Brick by Brick chronicles the near bankruptcy of the LEGO group in the late 90’s to early 2000’s and the various innovations, changes to business practices, and new strategies they used to not only to pull themselves out of a tailspin, but to become a dominate force in the global toy industry.
One of the book’s more provocative ideas is how to “innovate inside the box”. LEGO is a company that constantly needs to innovate, both to create the next toy craze, and to revitalize evergreen lines like LEGO City. But LEGO learned the hard way that you can’t let designers run amok without setting limits. Every new kind of LEGO piece means a new injection mold, and less interchangeability with other sets. I know from experience as a kid that it was always a bummer to lose the unique pieces because sets felt incomplete and that some of the best kits and later free-form designs were made from the simplest of materials. Again and again Robertson shows how LEGO used limits to better define goals, and to foster creativity. A sonnet has strict rules but infinite diversity and beautiful artistry, and a LEGO kit with 70-80% conventional common pieces can still have unprecedented variety.
It was interesting to see some of the LEGO trends that I observed more from the fringes as a teenager and young adult, and how they fit into the overall picture of the company’s fortunes. BIONICLE, one of their most successful lines in recent memory, introduced the “build-able action figure” to the market, but I remember as a kid and AFOL (Adult Fan of LEGO) thinking these toys “dumbed down” the essence of LEGO play. But Robertson showed how BIONICLE’s storyline and saavy marketing saved the LEGO group from a lot of other mistakes in that period.
The big takeaways for anyone designing products are timing, consultations with end-users, working with talented and creative people and seeking out unconventional markets. But how you do these things matters too. LEGO’s basic strategies might not look too different from the period when they were succeeding and when they were failing, but a lot of what turned things around was setting limits and defining goals. Use citizen developers to help you build the next Mindstorms, but have a good idea of what Mindstorms is going to be and pick who work with carefully. Work with passionate designers like the man behind LEGO Architecture and think of new ways to interact with LEGO at all ages.
I was a little disappointed that the book had less coverage of the part of LEGO I have the most interaction with today, LEGO video games. There is a chapter on the failed LEGO Universe and some mentions of LEGO Star Wars – The Video Game. I think the reason for the lack of coverage is that most of the development for these games actually happens outside of LEGO, with LEGO just licensing the likenesses. You can see from the Universe story how LEGO could muck up software with unrealistic expectations instead of knowing the limits of what software and hardware can do.

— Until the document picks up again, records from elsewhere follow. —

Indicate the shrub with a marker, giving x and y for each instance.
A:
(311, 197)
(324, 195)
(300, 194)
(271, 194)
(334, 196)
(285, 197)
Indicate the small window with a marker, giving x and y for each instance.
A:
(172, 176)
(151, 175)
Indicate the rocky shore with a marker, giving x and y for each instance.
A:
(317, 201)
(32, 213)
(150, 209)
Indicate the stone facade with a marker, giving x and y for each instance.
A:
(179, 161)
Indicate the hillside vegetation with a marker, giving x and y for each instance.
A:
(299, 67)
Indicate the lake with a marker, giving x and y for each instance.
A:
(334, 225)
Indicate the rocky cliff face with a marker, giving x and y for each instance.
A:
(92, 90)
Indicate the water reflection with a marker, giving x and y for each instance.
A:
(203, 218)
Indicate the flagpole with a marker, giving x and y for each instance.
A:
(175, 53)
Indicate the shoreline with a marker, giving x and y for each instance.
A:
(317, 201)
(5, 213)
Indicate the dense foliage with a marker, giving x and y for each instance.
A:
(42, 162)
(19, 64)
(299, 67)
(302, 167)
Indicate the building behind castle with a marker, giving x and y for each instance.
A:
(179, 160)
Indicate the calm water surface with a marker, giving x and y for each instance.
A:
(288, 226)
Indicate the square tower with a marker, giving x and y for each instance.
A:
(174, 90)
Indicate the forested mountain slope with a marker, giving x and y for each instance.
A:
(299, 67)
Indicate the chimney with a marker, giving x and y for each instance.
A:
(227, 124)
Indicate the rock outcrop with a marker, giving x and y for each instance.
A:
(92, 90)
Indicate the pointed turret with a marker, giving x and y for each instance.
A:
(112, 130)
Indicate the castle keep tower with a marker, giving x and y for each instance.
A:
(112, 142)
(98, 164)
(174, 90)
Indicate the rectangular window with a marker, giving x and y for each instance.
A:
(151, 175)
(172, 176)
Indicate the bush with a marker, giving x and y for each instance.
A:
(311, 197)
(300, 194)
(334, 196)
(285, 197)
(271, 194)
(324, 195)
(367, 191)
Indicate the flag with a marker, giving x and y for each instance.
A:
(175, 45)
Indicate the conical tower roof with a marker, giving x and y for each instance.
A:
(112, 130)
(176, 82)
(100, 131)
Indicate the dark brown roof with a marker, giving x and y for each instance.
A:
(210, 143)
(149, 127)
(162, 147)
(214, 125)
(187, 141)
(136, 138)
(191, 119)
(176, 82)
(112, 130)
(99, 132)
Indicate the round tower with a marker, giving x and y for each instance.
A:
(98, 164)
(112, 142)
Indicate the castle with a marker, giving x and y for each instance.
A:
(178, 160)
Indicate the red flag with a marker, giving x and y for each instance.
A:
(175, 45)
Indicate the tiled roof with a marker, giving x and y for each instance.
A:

Robertson also devotes coverage to LEGO’s competitors, though most of the focus is given to Megablocks and Minecraft (which now has licensed kits with LEGO). It would have been interesting to see more side-by-side comparisons of toys released from Hasbro and Mattel at the time LEGO was making some of its product releases.
Overall for a business book this is a really fascinating analysis of LEGO’s recent history. It’s better than most of the “trendy” line of business books for practical advice and showing both the good and the bad. The one side-effect of reading the book is that it made me want to play with LEGO’s again, so beware of potential threats to productivity.
(4 stars | It’s a business book with some business jargon, but still a fascinating and engaging story)
*I received this book for free from Blogging for Books for this review.